— Не обижайся, Григорий Иваныч, прости…

— Я бы за всех работал, — сказал Суетнов. — Один бы воевал за всех. Такое у меня в душе кипит. Двадцать лет пройдет — не успокоюсь, не отойду…

Мать стояла, прижав к губам уголок своего черного полушалка. Она была совсем высохшая. И полушалок на ней был старушечий, заношенный, пыльный, и костлявая рука была сухая и легкая, и лицо с выступающими скулами, с обтянувшимся лбом, с тонкой вощаной кожей было иссохшим.

— Поедешь? — спросил Суетнов.

Она молчала.

— Не как председатель приказываю. Как человек прошу… Как друг Степана твоего — прошу.

Она молчала.

— Даша!

— Кабы не сказал про Степана, — сказала мать, — может, поехала бы… Я Степану обещала… детей сберечь. Заклинал он меня, в каждом письме про них спрашивал… Любил очень. Не поеду я, Григорий Иваныч. Не проси. Если не полегчает младшенькому — в больницу его понесу.

В пустой тишине заскрипела калитка. И мать, и председатель, и Санька обернулись. Обернулись безотчетно и все-таки с облегчением; всем было ясно, что разговор кончен, только каждый — и мать, и председатель, и даже Санька — боялся признаваться в этом. После разговора как будто затянулся невидимый узел, не отпускавший их. И нужен был кто-то чужой, посторонний, чтобы развязать узел.

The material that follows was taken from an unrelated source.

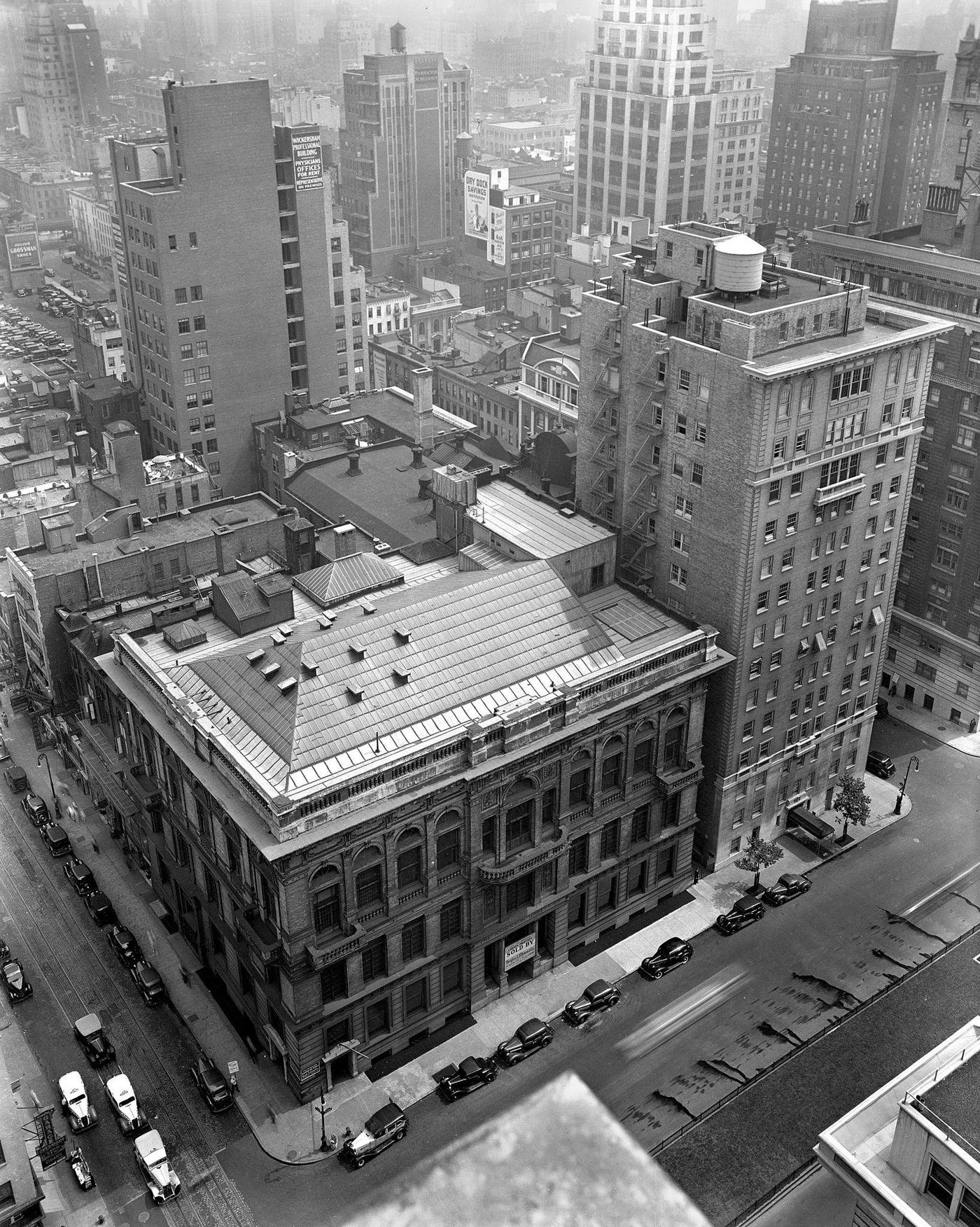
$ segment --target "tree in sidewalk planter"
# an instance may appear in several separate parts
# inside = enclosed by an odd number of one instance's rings
[[[838,822],[844,823],[840,843],[845,843],[849,823],[863,827],[871,817],[871,800],[865,791],[865,782],[848,772],[840,782],[840,791],[834,798],[834,809],[840,815]]]
[[[757,891],[759,888],[759,875],[762,871],[768,869],[769,865],[775,865],[778,860],[783,860],[783,849],[778,843],[763,839],[762,836],[749,836],[746,850],[736,860],[735,867],[743,869],[747,874],[756,875],[752,890]]]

На двор вошли трое ребят. Они были в обыкновенной одежде и выглядели обыкновенно, только Санька сразу понял, что они городские, детдомовские. На городских даже обыкновенная одежда казалась чудной и все было не как у людей.

— Вам чего? — нахально и грубо спросил Санька с тем выражением, с каким в деревне все разговаривают с цыганами и побирушками.

— Хлеба не продадите? — спросил один из троих.

— Нету! — закричала мать. — Ничего нету! Нагнали вас, икуированных, а тут самим жрать нечего! Ступайте прочь! — И торопливо побежала в избу, не оглядываясь, и дверью хлобыстнула так, что закачался деревянный желоб под стрехой.